Travis Snider and Rajai Davis are expendable members of Toronto's overpopulated outfield. Unfortunately, the Cincinnati Reds are aware of that. They would be more likely to request Eric Thames.
Pitching prospect Drew Hutchinson must be made available, too.
New York Mets
Any Brandon Phillips trade is only possible under the assumption that the Cincinnati Reds will underachieve in 2012. Similarly, the New York Mets aren't good trade partners unless Jason Bay returns to form.
He has been a total disappointment through two seasons and the remainder of his contract looks tough to swallow. A $17 million option for 2014 vests with good health in 2012 and 2013.
But perhaps Citi Field's new dimensions will allow Bay to rediscover his 30-homer power.
Anything he accomplishes in New York translates to even better results in the Cincinnati bandbox of Great American Ballpark.
Including infielder Daniel Murphy in a deal could convince the Reds to take on Bay's significant salary. Murphy's bat and cheap expense make him usable at second base to replace Phillips.
The Mets should also consider tacking on a third team-controlled player from their 40-man roster.
The Miami Marlins' commitment to winning is no longer in question.
They acquired Heath Bell, Mark Buehrle, Jose Reyes and Carlos Zambrano this winter and made a run at Cuban defector Yoenis Cespedes.
If 2012 revenue is as outstanding as expected, they will be able to afford Brandon Phillips, too.
Omar Infante ought to have a role on the team, but not as the everyday second baseman. Especially not when the Marlins have the Atlanta Braves, Philadelphia Phillies and Washington Nationals to fend off.
A package of Emilio Bonifacio and outfield prospect Christian Yelich sounds reasonable, but Miami can't back down if asked to further sweeten the deal.
San Francisco Giants
Matt Cain and Brandon Phillips were both worth roughly four wins above replacement in 2011. This is relevant because the San Francisco Giants would have to choose to commit to one over the other in the event a trade is consummated.
The former is several years younger, a starting pitcher and in position to demand a far more lucrative deal than Phillips would seek.
Choosing the equally valuable Phillips would be even less of a financial burden on a franchise that's pushing against its spending limit.
The rotation will stay strong with Madison Bumgarner and Tim Lincecum.

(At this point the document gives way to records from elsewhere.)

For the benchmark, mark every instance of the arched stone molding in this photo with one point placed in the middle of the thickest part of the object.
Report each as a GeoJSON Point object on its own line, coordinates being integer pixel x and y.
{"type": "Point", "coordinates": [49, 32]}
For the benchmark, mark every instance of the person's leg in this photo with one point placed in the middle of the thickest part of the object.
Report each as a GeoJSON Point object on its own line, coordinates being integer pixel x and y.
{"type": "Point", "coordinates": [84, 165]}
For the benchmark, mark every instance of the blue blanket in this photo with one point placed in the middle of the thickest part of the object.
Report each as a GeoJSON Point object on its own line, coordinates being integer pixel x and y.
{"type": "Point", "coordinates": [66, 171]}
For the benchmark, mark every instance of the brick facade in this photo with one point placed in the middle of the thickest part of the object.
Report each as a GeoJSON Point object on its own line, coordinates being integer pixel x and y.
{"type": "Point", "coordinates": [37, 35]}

The offense, on the other hand, needs an experienced bat.
San Francisco should offer a package built around Brandon Belt.
The Colorado Rockies pitching staff has been downgraded to suspect since the front office dealt Ubaldo Jimenez and Huston Street, and gave up on Aaron Cook.
Luckily, offense and fielding can win a lot of games at the high altitude of Coors Field.
Brandon Phillips would fit in well with Dexter Fowler, Carlos Gonzalez and Troy Tulowitzki near the top of that lineup.
Eric Young is the sort of explosive second baseman/left fielder that the Cincinnati Reds are looking for in return.
Brandon Phillips could wind up with the Cleveland Indians where his MLB career began in 2002.
The franchise rarely competes for pricey, accomplished players, but their current high-earner, designated hitter Travis Hafner, will come off the books after the season.
The Indians would boast a great middle infield with Phillips alongside shortstop Asdrubal Cabrera.
He would also be an important addition to a batting order of inconsistent and oft-injured individuals.
High-ceiling infielders Lonnie Chisenhall and Jason Kipnis might be Walt Jocketty's choices as future starters in place of Scott Rolen and Phillips, respectively.
That would be nothing for Cleveland to complain about.
Tampa Bay Rays
This article began with a rental scenario and it's going to end with one.
The Tampa Bay Rays won't be able to sign Brandon Phillips to a competitive extension beyond 2012.
Which Rays would the Cincinnati Reds be interested in acquiring?
An intriguing name in these negotiations—if they were to take place—would be Ben Zobrist.
He can be retained at a team-friendly price through 2015 and he has defensive versatility beyond second base.
Another package that would be even more economical could feature starting pitcher Alex Cobb and highly-touted prospect Hak-Ju Lee.
If the Rays are truly hungry to return to the World Series, they will face a tough midseason decision.